One thing I noticed throughout the evening was the resurgence of nineties rock. It seemed that grunge and early nineties hard rock never died here in Toronto to the ecstasy of  this music critic’s ear. Dirty Nil, brought the grunge but Teenage Kicks brought the hard rock sound of the nineties to a packed crowd at The Hideout.

The venue was packed tighter than a can of spam. The crowd got to see a rock star performance from a band that played the nineties riffs while the signer’s distinct singing style made the music come alive. Those boys just looked like they were having fun on stage and the pleasure of playing came out. Please feel free to rock out to Setting Son.

The last act of the evening was Tim Chaisson and the Morning Fold, hailing from PEI. They made me remember all my east coast friends. Tim’s gentle Maritime sound seemed to bring many east-coasters to the show and he’ll be playing at the East Coast Showcase.
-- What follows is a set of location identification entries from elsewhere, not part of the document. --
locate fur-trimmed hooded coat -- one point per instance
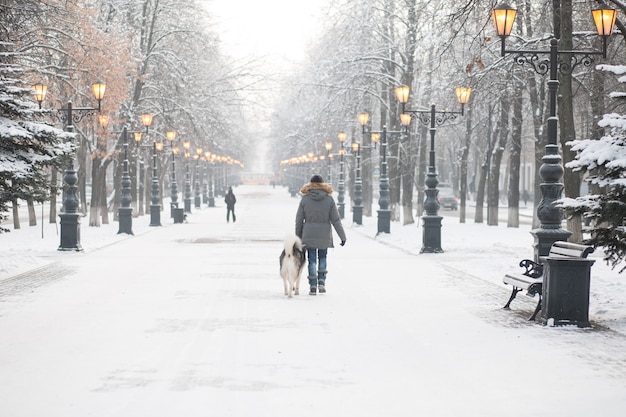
(316, 213)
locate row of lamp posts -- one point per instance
(551, 171)
(70, 217)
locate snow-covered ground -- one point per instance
(190, 319)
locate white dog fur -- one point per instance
(292, 260)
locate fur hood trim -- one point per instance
(316, 186)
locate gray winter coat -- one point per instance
(316, 213)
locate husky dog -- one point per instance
(292, 261)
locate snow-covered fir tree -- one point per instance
(604, 161)
(28, 148)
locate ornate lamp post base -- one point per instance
(70, 232)
(155, 215)
(125, 215)
(431, 237)
(384, 221)
(544, 238)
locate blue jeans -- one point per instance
(314, 255)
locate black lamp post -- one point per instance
(211, 158)
(155, 207)
(205, 178)
(187, 199)
(171, 137)
(431, 238)
(329, 146)
(125, 211)
(384, 214)
(357, 209)
(551, 170)
(70, 218)
(341, 185)
(197, 201)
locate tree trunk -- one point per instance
(502, 133)
(366, 174)
(408, 182)
(54, 178)
(32, 216)
(463, 168)
(421, 168)
(484, 172)
(567, 129)
(16, 214)
(515, 159)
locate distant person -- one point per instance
(525, 196)
(230, 201)
(316, 213)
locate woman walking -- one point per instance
(316, 213)
(230, 201)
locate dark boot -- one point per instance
(321, 281)
(312, 284)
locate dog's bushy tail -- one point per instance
(292, 241)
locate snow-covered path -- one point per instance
(190, 320)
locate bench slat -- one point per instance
(521, 281)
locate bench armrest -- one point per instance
(533, 269)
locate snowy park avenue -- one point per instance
(190, 320)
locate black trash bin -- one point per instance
(566, 284)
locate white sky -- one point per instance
(279, 29)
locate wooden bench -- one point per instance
(531, 279)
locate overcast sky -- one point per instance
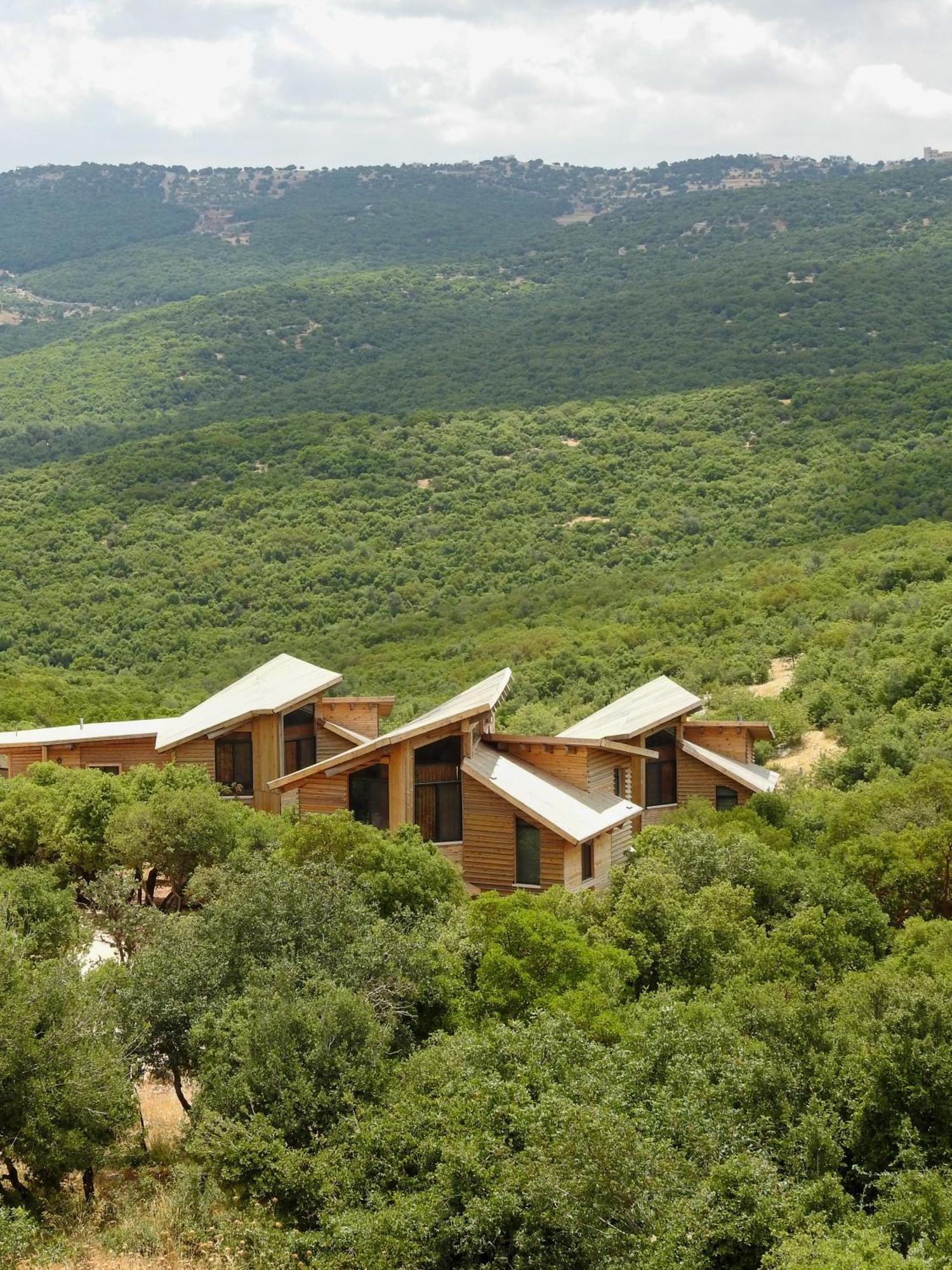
(314, 83)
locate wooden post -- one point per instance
(638, 782)
(266, 761)
(402, 784)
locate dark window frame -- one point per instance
(241, 761)
(304, 751)
(588, 860)
(727, 798)
(447, 796)
(527, 830)
(373, 807)
(662, 774)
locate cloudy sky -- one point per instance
(336, 82)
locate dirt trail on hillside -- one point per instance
(816, 745)
(781, 675)
(802, 760)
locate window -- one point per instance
(529, 852)
(233, 763)
(588, 860)
(300, 741)
(369, 796)
(300, 752)
(439, 802)
(725, 798)
(301, 716)
(662, 773)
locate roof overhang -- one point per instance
(758, 780)
(473, 703)
(357, 739)
(758, 728)
(618, 747)
(573, 815)
(279, 686)
(639, 713)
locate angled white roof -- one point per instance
(479, 699)
(279, 685)
(73, 733)
(572, 813)
(356, 739)
(640, 712)
(752, 777)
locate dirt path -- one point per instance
(781, 676)
(802, 760)
(816, 745)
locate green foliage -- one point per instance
(64, 1085)
(37, 909)
(737, 1056)
(176, 831)
(399, 872)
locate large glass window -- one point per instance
(725, 798)
(529, 854)
(369, 796)
(300, 741)
(662, 773)
(233, 763)
(588, 860)
(300, 752)
(439, 803)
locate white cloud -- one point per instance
(612, 82)
(892, 88)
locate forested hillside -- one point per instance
(414, 425)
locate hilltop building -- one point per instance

Checkout their tune Would You Go So Far.

Everything seemed to be going so well. The randomness was working. I was buzzing around from venue to venue. And I almost made it through the weekend without a “shit show”. That was until 3 a.m.

Let’s just say the end of the night deteriorated into a boozy concoction of madness and elation. I won’t get into the details but imagine the room-service scene in Fear and Loathing in Las Vegas without the room-service.

Now that I’m recovering, expect to see more from me on Day 2.

This is Jerry signing off from Canadian Music Week.